Step 4 -- Implement Until Green (Green)
Fill in function bodies one at a time, running tests after each. Stop as soon as all tests pass. Do not add behavior that no test demands.
Step 5 -- Refactor
Clean up duplication, improve names, extract helpers, but only while tests stay green. No new behavior in this step.
Build Verification
After completing the TDD cycle:
- Build and verify a clean build.
- Run all tests and verify they pass.
- If the build or tests fail, read the errors and fix them yourself. Iterate until both pass (max 3 attempts).
- If you cannot achieve a clean build and passing tests after 3 attempts, stop and report what is failing.
Build Errors in Files You Did Not Edit
All build errors are your responsibility. A clean build is a hard gate — it is not negotiable and it is not scoped to "your" files.
Build errors in files outside your original task scope have many causes: transitive include changes (IWYU), renamed or moved symbols, altered base class interfaces, macro side-effects, or pre-existing breakage exposed by your change. The cause does not matter. If the build fails, you fix it.
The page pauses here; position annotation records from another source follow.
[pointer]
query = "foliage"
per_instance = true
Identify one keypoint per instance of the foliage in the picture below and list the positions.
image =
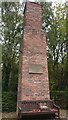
(60, 98)
(55, 24)
(12, 26)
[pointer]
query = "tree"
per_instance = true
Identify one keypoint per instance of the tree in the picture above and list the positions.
(12, 26)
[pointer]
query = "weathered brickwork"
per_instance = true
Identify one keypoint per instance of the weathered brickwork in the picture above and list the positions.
(33, 86)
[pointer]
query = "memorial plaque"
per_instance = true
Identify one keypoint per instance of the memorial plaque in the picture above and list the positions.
(35, 68)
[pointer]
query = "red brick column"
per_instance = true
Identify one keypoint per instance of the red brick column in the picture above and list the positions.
(34, 86)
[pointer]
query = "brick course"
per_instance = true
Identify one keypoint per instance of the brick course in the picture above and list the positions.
(33, 86)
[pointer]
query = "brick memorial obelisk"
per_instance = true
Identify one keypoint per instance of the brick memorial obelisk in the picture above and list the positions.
(33, 81)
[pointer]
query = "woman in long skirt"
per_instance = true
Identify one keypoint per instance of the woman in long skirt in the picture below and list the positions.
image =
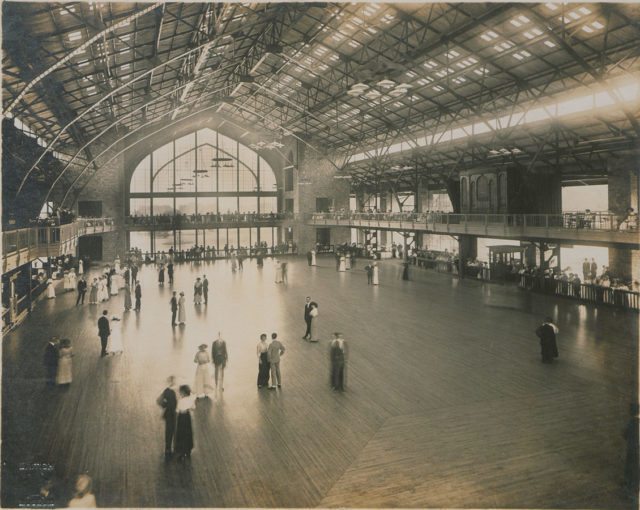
(314, 323)
(115, 337)
(127, 298)
(263, 362)
(184, 431)
(182, 316)
(64, 363)
(203, 382)
(93, 293)
(51, 292)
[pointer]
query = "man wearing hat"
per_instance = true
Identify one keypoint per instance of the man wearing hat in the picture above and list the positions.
(168, 401)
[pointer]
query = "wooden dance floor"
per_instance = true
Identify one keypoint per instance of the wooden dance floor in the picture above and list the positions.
(447, 403)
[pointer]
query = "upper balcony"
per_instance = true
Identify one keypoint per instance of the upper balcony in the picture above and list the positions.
(599, 229)
(208, 221)
(27, 244)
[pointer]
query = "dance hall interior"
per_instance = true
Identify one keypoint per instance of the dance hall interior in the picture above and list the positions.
(335, 255)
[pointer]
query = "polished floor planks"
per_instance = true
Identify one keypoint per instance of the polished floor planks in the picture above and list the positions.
(447, 401)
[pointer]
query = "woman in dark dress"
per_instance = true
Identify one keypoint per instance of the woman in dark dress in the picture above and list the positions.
(547, 334)
(184, 431)
(263, 362)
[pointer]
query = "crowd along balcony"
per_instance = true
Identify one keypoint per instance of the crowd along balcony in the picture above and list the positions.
(27, 244)
(208, 221)
(599, 229)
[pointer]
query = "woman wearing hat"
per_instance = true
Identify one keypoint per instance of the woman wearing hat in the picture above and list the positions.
(115, 337)
(203, 383)
(182, 316)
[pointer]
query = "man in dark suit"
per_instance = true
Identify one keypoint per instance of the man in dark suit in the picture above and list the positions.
(170, 271)
(307, 318)
(104, 331)
(138, 296)
(168, 401)
(174, 308)
(82, 290)
(51, 361)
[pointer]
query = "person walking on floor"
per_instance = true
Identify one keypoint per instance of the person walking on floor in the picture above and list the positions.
(369, 269)
(64, 377)
(205, 289)
(337, 357)
(547, 332)
(174, 308)
(308, 305)
(274, 351)
(127, 298)
(203, 383)
(170, 272)
(138, 294)
(82, 290)
(263, 362)
(220, 356)
(182, 315)
(104, 331)
(51, 361)
(168, 401)
(184, 429)
(83, 496)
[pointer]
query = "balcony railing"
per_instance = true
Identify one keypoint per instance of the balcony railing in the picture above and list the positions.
(597, 227)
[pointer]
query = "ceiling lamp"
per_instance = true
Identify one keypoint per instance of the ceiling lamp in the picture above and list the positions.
(372, 94)
(387, 84)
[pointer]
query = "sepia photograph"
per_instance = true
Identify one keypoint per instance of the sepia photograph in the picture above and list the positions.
(320, 255)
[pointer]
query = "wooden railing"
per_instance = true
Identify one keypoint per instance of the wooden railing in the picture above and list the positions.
(26, 244)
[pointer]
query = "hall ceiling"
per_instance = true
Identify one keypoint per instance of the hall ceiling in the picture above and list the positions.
(340, 77)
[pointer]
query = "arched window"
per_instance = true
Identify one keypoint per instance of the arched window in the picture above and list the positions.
(200, 173)
(204, 172)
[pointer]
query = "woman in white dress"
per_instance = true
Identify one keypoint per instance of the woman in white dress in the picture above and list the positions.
(103, 290)
(64, 363)
(115, 345)
(313, 313)
(67, 281)
(204, 381)
(182, 316)
(278, 267)
(51, 292)
(73, 280)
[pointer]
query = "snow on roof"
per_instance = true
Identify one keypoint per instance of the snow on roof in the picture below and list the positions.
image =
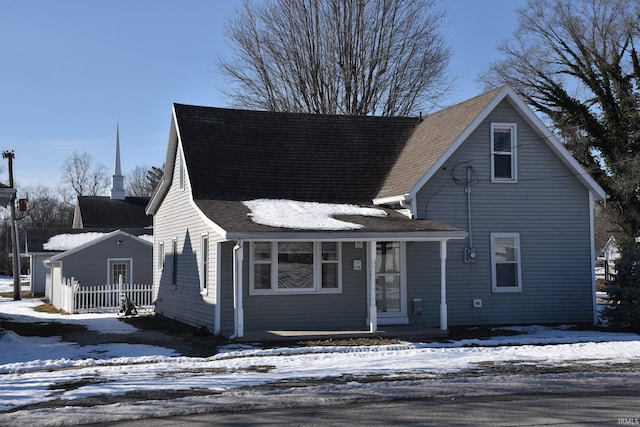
(306, 215)
(64, 242)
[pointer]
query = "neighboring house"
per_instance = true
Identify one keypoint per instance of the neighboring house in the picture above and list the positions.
(93, 214)
(279, 221)
(100, 260)
(43, 243)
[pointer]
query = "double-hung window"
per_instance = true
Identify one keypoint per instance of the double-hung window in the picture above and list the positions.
(504, 152)
(295, 267)
(505, 262)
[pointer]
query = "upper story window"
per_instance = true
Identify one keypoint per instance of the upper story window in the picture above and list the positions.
(505, 262)
(504, 152)
(295, 267)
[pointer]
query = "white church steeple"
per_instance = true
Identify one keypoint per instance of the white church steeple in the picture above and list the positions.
(117, 180)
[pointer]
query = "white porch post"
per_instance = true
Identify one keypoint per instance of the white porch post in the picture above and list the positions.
(443, 285)
(371, 271)
(237, 291)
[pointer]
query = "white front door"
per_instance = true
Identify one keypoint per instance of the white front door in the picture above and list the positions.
(391, 299)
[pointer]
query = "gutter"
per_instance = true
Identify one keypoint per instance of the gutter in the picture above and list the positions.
(238, 311)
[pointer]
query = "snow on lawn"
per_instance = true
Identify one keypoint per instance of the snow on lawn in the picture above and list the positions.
(36, 369)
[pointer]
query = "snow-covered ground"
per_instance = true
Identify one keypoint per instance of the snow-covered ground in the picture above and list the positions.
(35, 370)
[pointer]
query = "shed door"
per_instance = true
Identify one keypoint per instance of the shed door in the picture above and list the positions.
(119, 267)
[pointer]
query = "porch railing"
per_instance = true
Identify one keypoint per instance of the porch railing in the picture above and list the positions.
(108, 298)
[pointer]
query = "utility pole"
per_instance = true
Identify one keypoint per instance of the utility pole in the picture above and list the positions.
(15, 241)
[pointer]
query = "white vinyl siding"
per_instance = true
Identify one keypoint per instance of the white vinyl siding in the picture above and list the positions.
(504, 152)
(505, 262)
(295, 267)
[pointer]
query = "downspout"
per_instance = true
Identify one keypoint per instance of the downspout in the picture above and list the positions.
(238, 313)
(469, 169)
(371, 271)
(443, 286)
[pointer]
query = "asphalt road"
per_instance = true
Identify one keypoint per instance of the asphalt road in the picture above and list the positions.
(578, 409)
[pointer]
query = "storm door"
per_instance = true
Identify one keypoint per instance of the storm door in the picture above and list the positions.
(390, 286)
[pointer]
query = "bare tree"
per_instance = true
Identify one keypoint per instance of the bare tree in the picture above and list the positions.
(356, 57)
(45, 208)
(83, 176)
(142, 181)
(137, 183)
(576, 62)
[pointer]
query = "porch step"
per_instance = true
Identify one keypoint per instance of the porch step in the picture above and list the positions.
(391, 331)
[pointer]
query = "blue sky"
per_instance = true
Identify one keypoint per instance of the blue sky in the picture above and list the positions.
(70, 68)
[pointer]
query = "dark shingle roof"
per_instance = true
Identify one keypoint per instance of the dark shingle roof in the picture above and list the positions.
(104, 212)
(242, 155)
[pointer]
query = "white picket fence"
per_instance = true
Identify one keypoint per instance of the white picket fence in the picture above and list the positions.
(79, 298)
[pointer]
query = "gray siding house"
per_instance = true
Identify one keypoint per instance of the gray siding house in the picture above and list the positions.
(100, 261)
(472, 215)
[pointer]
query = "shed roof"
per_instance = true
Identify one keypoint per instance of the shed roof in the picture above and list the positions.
(105, 212)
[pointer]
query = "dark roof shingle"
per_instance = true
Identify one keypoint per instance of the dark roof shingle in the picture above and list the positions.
(242, 155)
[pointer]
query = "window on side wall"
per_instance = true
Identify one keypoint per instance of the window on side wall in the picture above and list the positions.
(505, 262)
(295, 267)
(504, 152)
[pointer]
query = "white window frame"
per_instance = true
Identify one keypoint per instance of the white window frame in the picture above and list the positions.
(513, 127)
(204, 263)
(317, 272)
(517, 262)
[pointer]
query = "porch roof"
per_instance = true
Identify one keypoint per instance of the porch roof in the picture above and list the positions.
(233, 220)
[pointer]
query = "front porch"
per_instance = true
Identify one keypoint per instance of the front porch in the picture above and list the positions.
(401, 332)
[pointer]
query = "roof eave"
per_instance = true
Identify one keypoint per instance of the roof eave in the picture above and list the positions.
(348, 236)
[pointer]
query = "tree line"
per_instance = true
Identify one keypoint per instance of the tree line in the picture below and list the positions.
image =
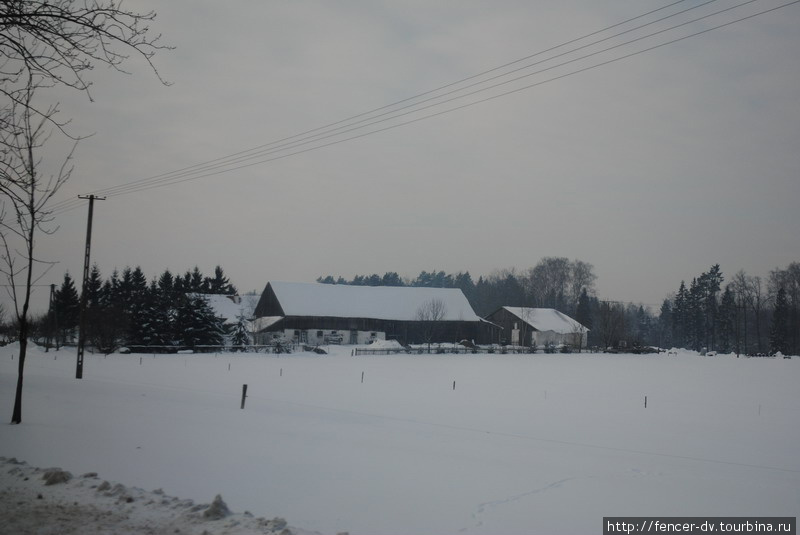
(127, 310)
(747, 315)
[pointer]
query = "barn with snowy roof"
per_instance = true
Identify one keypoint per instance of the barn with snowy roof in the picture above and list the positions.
(539, 327)
(316, 313)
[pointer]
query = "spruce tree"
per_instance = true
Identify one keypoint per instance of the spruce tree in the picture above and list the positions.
(196, 324)
(67, 308)
(778, 335)
(239, 335)
(727, 320)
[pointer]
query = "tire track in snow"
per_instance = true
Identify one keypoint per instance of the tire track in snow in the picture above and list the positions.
(483, 507)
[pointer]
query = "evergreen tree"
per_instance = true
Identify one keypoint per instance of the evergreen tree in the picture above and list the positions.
(219, 284)
(138, 308)
(778, 335)
(727, 321)
(94, 310)
(66, 308)
(680, 317)
(392, 279)
(665, 322)
(583, 313)
(239, 335)
(196, 323)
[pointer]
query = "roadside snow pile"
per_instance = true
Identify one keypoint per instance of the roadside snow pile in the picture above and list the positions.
(386, 344)
(35, 501)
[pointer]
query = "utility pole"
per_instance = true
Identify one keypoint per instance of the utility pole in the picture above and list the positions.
(51, 319)
(84, 297)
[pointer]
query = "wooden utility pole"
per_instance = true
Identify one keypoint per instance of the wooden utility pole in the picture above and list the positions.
(51, 320)
(84, 296)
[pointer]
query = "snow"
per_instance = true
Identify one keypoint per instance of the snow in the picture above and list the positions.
(230, 307)
(523, 444)
(547, 319)
(389, 345)
(377, 302)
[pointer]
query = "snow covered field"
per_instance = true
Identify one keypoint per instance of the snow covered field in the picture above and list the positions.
(523, 444)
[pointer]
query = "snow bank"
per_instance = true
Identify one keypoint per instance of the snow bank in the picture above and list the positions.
(35, 500)
(386, 345)
(477, 444)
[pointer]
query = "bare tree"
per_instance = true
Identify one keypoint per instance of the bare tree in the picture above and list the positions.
(610, 323)
(46, 44)
(23, 212)
(58, 42)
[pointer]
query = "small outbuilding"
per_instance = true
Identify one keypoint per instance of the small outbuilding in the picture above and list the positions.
(538, 327)
(315, 313)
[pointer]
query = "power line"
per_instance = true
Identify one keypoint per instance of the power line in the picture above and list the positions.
(326, 136)
(233, 158)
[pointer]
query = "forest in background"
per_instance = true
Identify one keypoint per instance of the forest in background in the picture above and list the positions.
(742, 313)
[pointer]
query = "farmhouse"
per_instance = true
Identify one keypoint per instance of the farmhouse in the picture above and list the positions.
(539, 327)
(315, 313)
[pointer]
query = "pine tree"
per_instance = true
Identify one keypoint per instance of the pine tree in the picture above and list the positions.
(219, 284)
(137, 308)
(680, 317)
(727, 320)
(239, 335)
(778, 335)
(67, 308)
(94, 311)
(196, 324)
(665, 321)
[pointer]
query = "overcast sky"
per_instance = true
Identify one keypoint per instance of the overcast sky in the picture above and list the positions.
(651, 168)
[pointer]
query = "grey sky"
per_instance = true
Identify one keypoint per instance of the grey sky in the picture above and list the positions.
(652, 168)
When fixing files outside your task scope, apply the minimum viable fix: add the missing #include, update the symbol reference, adjust the signature to match — nothing more. Do not refactor, restyle, or improve code you entered only to restore compilation.
Completion Rule
The last thing you do before finishing must be a successful build with all tests passing against your final code.
Any file modification after a successful build invalidates it -- you must build and test again.
Do not:
- Summarise and stop without having built and tested.
- Assume your code is correct without compiling and testing it.
- Make any file changes after your last build without rebuilding.
Scope Constraint
If your write scope is restricted to certain directories (e.g. test directories only), honour that restriction absolutely. Flag files outside your scope that need changes and return without modifying them.